The oldest fishhook ever found

The oldest fishhook ever found is a remarkable step into the distant past and a reminder of the ingenuity of early fishermen. This ancient object, estimated to have been crafted around 8,000 BC, was discovered during an archaeological excavation in 2017 in Okinawa, Japan.

Archaeologists in Israel found it in the city of Askhelon. It would be the oldest fishhook ever found. They estimate that it was probably used to catch sharks.

“The shape and size of the hook are typical for use with sharks. Also with larger tuna. But on the Israeli coast tuna is not as common as in the southern Mediterranean.” This was stated by archaeologist Yael Abadi-Reiss. She is a senior researcher at the Israel Antiquities Authority (IAA), through an official statement.

The oldest fishhook found turned up in Israel.
The oldest fishhook found turned up in Israel.

Table of Contents

Sharks

The hunting tool must have been used with small sharks, the archaeologist concludes. Probably dusky sharks and sandbar sharks. These continue to visit the coasts of Israel from November to May.

The ancient hook is 6.5 centimeters long and four centimeters wide. It is made of copper and is in a perfect state of preservation. This metal was a new technology in the Chalcolithic period. At that time most fishhooks were still made of bone, the archaeologist explained.

During this era, large villages were established around Ashkelon. Their economy was based on herding sheep, goats and cows.
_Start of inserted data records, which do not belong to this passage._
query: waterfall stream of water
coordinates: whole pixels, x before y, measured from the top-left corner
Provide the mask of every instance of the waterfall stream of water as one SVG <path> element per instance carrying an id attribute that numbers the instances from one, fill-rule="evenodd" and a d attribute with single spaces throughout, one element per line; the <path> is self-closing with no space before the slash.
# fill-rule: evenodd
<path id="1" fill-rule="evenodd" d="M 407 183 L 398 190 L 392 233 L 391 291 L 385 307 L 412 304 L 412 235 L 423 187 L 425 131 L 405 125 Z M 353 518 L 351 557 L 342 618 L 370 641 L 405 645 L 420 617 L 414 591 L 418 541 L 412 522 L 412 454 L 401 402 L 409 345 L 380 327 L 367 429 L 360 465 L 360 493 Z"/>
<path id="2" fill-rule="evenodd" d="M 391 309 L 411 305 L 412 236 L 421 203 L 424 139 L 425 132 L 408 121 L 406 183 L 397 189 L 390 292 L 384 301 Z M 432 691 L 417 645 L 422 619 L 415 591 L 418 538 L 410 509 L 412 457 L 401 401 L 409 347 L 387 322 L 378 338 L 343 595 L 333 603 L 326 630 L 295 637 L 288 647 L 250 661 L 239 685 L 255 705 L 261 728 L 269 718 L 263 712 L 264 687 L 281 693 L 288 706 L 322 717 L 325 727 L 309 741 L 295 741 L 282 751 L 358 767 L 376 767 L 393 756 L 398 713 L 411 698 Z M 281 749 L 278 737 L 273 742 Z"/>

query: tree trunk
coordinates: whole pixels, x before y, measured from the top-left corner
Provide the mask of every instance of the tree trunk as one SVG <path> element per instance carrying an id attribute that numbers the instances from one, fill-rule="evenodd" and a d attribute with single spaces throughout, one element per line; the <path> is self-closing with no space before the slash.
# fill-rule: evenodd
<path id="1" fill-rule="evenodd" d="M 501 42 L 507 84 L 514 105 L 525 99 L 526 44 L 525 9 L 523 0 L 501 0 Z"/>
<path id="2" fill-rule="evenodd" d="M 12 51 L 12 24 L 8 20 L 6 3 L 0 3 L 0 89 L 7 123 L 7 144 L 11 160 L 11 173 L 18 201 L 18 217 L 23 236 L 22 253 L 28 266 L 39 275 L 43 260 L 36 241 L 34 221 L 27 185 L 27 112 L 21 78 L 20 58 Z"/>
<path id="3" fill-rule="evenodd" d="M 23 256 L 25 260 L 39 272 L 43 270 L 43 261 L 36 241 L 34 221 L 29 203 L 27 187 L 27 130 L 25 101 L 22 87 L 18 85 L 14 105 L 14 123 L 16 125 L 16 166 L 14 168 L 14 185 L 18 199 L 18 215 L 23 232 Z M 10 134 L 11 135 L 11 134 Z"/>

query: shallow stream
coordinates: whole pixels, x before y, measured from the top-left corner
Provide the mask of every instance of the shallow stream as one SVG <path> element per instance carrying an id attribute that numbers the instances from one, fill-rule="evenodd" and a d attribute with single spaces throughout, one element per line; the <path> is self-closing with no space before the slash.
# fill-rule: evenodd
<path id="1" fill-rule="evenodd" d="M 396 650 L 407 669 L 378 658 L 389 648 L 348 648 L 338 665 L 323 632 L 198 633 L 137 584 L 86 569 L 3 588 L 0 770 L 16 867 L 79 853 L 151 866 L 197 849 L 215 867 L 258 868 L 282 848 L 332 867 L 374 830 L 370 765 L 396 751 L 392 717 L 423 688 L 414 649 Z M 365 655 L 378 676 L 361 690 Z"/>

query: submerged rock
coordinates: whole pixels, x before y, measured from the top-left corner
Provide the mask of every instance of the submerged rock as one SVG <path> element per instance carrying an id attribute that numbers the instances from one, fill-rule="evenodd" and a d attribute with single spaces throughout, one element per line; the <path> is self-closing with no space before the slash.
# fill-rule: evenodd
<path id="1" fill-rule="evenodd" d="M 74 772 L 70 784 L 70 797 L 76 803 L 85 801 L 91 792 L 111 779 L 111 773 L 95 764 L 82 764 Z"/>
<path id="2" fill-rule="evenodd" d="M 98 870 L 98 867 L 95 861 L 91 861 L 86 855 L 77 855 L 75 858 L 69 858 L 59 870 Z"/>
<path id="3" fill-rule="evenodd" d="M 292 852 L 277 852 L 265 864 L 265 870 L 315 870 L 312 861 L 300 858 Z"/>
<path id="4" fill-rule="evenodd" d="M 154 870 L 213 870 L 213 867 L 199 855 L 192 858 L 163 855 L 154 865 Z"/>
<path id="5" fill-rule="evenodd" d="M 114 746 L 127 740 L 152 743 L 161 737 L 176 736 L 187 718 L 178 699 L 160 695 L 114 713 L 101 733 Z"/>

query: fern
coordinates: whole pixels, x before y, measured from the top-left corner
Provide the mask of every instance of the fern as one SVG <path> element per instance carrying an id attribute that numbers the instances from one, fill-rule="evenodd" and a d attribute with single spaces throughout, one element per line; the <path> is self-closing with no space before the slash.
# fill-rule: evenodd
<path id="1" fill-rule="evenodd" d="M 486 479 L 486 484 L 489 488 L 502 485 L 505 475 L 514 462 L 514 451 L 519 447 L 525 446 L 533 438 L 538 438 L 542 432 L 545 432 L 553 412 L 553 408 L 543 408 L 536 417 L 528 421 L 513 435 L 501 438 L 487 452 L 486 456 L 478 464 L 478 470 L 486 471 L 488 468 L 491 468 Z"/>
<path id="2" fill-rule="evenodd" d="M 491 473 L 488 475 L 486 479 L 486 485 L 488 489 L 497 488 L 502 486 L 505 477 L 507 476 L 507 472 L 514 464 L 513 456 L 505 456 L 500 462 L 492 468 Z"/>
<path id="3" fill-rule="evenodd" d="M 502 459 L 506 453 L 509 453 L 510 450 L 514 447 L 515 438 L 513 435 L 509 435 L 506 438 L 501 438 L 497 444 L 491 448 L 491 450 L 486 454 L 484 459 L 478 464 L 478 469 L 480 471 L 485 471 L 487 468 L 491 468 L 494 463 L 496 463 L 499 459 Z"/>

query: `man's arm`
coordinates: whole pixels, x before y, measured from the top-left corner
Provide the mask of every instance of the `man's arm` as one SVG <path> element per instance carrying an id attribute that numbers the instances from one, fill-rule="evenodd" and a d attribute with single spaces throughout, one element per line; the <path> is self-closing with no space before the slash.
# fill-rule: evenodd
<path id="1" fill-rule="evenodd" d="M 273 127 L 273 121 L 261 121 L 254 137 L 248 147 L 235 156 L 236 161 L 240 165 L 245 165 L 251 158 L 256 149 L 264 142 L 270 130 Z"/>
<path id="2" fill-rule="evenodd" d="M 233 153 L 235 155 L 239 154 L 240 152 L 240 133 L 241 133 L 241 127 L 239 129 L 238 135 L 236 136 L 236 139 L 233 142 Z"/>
Also on the cultivation of wheat, barley and legumes. Already 6,000 years ago there was an area of copper metallurgy. This is probably where the oldest fishhook ever found was created.

In Israel, excavation is done before new construction to rule out that an archaeological site will be damaged. And so it was in the neighborhood of Agamim in Ashkelon. They found that humans had lived there some 6,000 years ago.

The find turned up in excavations.
The find appeared in some excavations.

Exhibit

“We find that they had livestock, ate bread, olive oil, hummus (chickpea paste) and lentils. But we also see that they knew how to fish. Not only in shallow water, but in deep water.”

Fishing was not really the day-to-day life of those people. There are few fish bones in the area of the excavations. Analyses of pottery vessels and dishes did not reveal many remains of such food.

The fishhook will be exhibited for the first time this April 2023 at the 48th Archaeological Congress. It is being organized by the Israel Antiquities Authority, the Israel Exploration Society and the Israel Archaeological Association.